Fig. 7. Modeling ambiguity in language learning.

Fig. 7

Few-shot learning of language patterns can be highly ambiguous as to the correct grammar. Here we visualize the geometry of generalization for several natural and artificial grammar learning problems. These visualizations are Pareto frontiers: the set of solutions consistent with the data that optimally trade-off between parsimony and fit to data. We show Pareto fronts for ABB (ref. 39; top two) & AAX (Gerken53; bottom right, data drawn from isomorphic phenomena in Mandarin) AGL problems for either one example word (upper left) or three example words (right column). In the bottom left we show the Pareto frontier for a textbook Polish morpho-phonology problem. Rightward on x-axis corresponds to more parsimonious grammars (smaller rule size + affix size) and upward on y-axis corresponds to grammars that best fit the data (smaller stem size), so the best grammars live in the upper right corners of these graphs. N.B.: Because the grammars and lexica vary in size across panels, the x and y axes have different scales in each panel. Pink shade: correct grammar. As the number of examples increases, the Pareto fronts develop a sharp kink around the correct grammar, which indicates a stronger preference for the correct grammar. With one example the kinks can still exist but are less pronounced. The blue lines provably show the exact contour of the Pareto frontier, up to the bound on the number of rules.

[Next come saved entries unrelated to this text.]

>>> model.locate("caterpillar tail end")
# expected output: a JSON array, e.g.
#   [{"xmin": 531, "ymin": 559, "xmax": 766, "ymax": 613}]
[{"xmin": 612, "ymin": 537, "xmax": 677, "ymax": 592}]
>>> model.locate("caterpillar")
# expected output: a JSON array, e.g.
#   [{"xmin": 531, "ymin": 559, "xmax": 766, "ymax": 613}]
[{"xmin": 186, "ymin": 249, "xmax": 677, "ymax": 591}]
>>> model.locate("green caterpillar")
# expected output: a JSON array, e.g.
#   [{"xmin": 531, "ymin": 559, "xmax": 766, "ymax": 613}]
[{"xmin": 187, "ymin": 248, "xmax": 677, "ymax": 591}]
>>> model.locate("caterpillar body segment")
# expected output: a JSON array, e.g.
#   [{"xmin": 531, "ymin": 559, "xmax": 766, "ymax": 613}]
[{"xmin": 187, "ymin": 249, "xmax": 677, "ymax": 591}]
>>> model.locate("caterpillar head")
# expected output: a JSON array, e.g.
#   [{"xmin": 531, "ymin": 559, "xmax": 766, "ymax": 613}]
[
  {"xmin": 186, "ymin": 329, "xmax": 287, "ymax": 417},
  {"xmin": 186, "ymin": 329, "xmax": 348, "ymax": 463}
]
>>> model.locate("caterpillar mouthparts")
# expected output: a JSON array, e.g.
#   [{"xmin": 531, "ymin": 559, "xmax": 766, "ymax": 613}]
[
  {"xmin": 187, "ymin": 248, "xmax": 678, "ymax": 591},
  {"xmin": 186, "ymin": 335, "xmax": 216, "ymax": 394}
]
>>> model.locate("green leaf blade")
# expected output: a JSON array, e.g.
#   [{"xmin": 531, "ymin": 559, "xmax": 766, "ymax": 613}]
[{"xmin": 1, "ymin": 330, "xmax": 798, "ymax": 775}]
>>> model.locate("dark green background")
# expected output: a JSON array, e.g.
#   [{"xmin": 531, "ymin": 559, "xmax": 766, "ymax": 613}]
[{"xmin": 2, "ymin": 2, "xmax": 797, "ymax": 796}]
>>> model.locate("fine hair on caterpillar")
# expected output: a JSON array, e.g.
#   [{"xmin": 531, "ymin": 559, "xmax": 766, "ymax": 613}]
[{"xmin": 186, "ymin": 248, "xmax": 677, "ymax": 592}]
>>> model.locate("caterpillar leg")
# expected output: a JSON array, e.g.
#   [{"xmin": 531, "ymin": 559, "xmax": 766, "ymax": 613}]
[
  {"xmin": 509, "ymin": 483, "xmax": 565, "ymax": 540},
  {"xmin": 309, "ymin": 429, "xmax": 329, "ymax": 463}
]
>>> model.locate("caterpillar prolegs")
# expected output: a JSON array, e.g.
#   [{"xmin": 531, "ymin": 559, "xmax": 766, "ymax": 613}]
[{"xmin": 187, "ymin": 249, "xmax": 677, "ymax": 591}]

This precision is owed to our use of exact constraint solvers. We show the Polish problem because the textbook author accidentally chose data with an unintended extra pattern: all stems vowels are /o/ or /u/, which the upper left solution encodes via an insertion rule. Although the Polish MAP solution is correct, the Pareto frontier can reveal other possible analyses such as this one, thereby serving as a kind of linguistic debugging. Source data are provided as a Source data file.